# Shortchanged on change



## debodun (Jul 25, 2015)

Recently, I ate out at Appleby's. The bill came to $12.70. The waitress took the check and the $15 I proffered. She returned only $2 in change. I let it go, but should I have made an issue of the missing 30 cents?


----------



## RadishRose (Jul 25, 2015)

I feel you'd be within your rights to point it out. No doubt it was a mistake.
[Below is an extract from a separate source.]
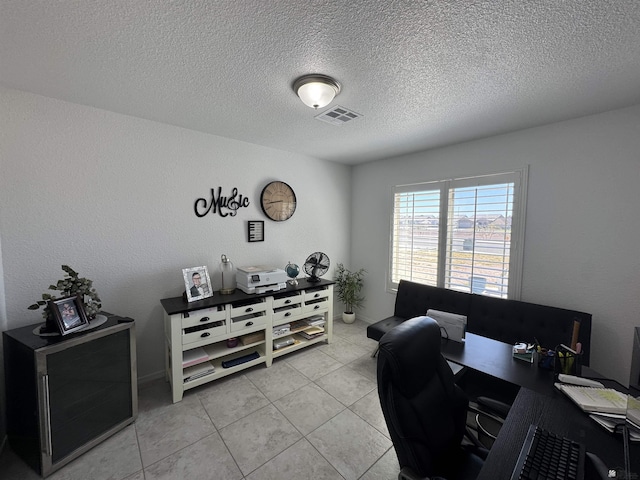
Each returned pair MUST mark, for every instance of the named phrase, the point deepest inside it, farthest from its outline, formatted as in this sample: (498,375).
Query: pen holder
(546,359)
(567,362)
If it were me I would just let it go but wouldn't criticize anyone who wanted to ask for the remaining change.


----------



## Ameriscot (Jul 25, 2015)

I went into the bakery the other day and the price of my purchases was £7.10.  So I gave the clerk £10.10.  She gave me back £5.  It was very busy but I waited a minute and told her she'd given me too much change.  The shop owner was there and said 'thank you for being honest' and she made a bit of a face in the direction of the clerk.  I wondered if she messed up a lot.  I felt bad that I might have gotten her in trouble.


----------



## Cookie (Jul 25, 2015)

I don't think 30 cents is worth the trouble, especially in a restaurant where you can consider it part of the tip.  People make mistakes, even here with digital cash registers in big supermarkets things get rung up wrong.  If it's more than a dollar or two I usually go back for it, otherwise I don't bother, as sometimes the small error is in my favor.


----------



## AprilSun (Jul 28, 2015)

This reminded me of an incident just a few months ago actually. I made several cash purchases and came on home. Later, I was looking through my wallet and noticed one of my dollar bills was missing the other half. Someone had placed one half of a dollar bill between good bills and passed it on to me. Which store it was I couldn't say. Out of curiosity, I took it to my bank and they told me that they could no longer send it in and that I had to do it myself. I told them it wasn't worth it by the time I paid postage, etc. and had to get some kind of papers and fill them out. I said no thanks and threw it in the trash.  It made me mad because of the underhanded way someone did it. I must admit, I was at fault too for not checking my bills before I left the store. Oh, well, we live and learn still.


----------



## Ken N Tx (Jul 29, 2015)

debodun said:


> Recently, I ate out at Appleby's. The bill came to $12.70. The waitress took the check and the $15 I proffered. She returned only $2 in change. I let it go, but should I have made an issue of the missing 30 cents?



If I was unhappy with the service, I would consider it the tip!!


----------



## Lara (Jul 30, 2015)

Good question, debodun. Here's the thing….the cash register, at the end of the night, will not balance if you don't point out the 30 cent error and the boss will know the server messed up. You're doing the server a favor to point it out to her so she'll have time to correct it before the night audit drawer count. 

I use to do the audit for a hotel. When the draw count is off, even if it's a penny, it's an issue. I had a "kitty" of change for errors under a dollar and never made mention of it to the boss but still the boss may notice and if the mistakes continue, the server could be let go.

The cash drawer count and the tips are separate altogether, I assume (I didn't do an audit for a restaurant)


----------